The book is an attempt to explain what it really means to have a "relationship" with an invisible being. As an evangelical Christian I have heard the phrase "personal relationship with God" so many times, and used it so many times myself, that it can be easy to stop thinking about what exactly it means.

Yancey starts out by talking about how for his entire life he has struggled to "just believe", and that his experiences with Christians have made him suspicious when people talk about God "speaking to them". And yet, Yancey says, he keeps coming back to faith in God because nothing else can satisfy his spiritual thirst any better. Like Peter, he says "where else would I go?".

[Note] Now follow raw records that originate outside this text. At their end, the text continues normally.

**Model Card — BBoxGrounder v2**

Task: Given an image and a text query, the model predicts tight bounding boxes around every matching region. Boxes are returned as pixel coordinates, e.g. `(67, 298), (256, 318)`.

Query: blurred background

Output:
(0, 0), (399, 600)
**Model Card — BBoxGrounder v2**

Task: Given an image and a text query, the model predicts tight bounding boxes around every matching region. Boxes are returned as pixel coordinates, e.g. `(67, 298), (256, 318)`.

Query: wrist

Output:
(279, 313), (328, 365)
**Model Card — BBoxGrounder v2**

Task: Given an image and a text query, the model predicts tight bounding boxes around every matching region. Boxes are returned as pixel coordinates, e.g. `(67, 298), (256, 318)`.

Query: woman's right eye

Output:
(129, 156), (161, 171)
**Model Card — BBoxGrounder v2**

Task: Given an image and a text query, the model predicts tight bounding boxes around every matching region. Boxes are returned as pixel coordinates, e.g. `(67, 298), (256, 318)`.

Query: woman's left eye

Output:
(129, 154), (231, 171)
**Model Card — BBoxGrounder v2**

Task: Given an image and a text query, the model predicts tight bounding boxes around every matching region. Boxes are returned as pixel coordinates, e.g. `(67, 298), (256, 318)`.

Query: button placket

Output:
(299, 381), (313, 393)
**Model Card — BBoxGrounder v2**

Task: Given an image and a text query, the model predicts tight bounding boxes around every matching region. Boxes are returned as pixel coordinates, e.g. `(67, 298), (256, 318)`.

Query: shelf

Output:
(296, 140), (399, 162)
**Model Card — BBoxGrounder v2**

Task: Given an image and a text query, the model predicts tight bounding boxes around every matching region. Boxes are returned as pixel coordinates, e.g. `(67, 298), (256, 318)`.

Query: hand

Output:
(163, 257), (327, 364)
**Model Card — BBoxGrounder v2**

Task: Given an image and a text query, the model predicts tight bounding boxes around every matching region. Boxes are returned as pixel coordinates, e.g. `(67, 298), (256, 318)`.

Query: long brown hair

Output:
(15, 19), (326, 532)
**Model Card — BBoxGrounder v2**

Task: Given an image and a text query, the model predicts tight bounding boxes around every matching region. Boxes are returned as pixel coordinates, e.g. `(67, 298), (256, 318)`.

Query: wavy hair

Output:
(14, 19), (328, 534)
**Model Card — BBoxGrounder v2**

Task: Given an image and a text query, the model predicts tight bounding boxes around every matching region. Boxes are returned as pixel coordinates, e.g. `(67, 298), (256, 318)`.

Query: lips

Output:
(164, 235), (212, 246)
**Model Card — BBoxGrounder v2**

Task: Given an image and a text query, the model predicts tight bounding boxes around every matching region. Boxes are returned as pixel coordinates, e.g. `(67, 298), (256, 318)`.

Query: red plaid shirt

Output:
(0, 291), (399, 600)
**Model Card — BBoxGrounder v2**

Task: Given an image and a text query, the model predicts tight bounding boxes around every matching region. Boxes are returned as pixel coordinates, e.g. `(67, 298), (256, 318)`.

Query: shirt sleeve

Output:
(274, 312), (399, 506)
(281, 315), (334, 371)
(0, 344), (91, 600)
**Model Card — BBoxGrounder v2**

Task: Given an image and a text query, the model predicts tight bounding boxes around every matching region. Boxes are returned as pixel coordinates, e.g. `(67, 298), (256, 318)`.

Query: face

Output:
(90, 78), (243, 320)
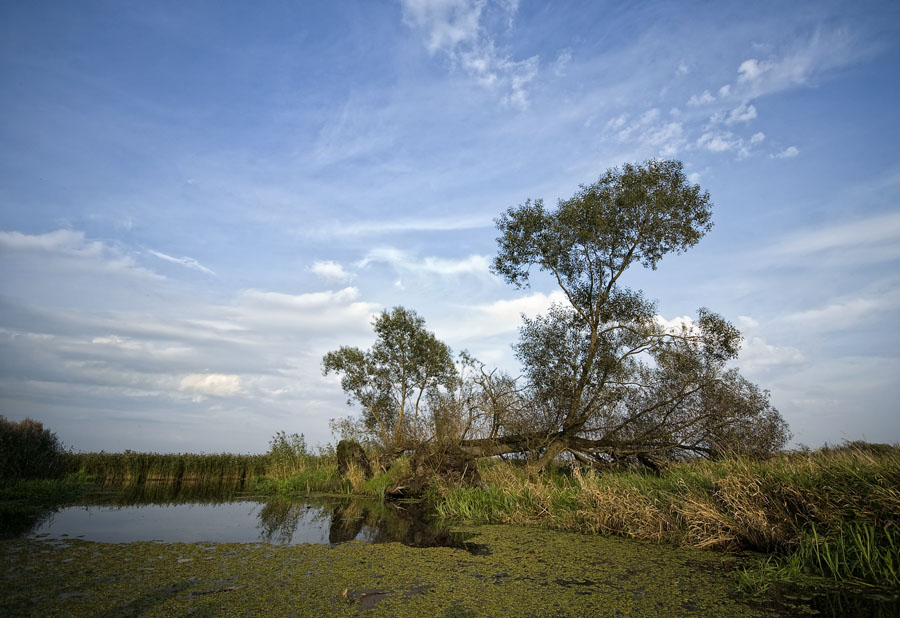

Such thoughts and feelings ring true with my own experience. Especially in the past couple of years. When I was younger it was easier for me to "just believe", but the past 5 years have shaken that easy belief out of me. I've learned more about the world, the history of (in)humanity of the 20th century, the reality that God often allows incredible evil and suffering, and the reality that many prayers go woefully unanswered.

Such experiences have forced me to try to understand my relationship with God in a different way. Faith is not so easy anymore. But it is where I finally hang my hat. When it all comes down, I hunger for God, and I believe he is real, that he cares for me, and that my life makes sense only when put in the eternal perspective.

My life echoes the prayer of the man in the gospel of Mark who pleads with Jesus, "I do believe. Help me overcome my unbelief!"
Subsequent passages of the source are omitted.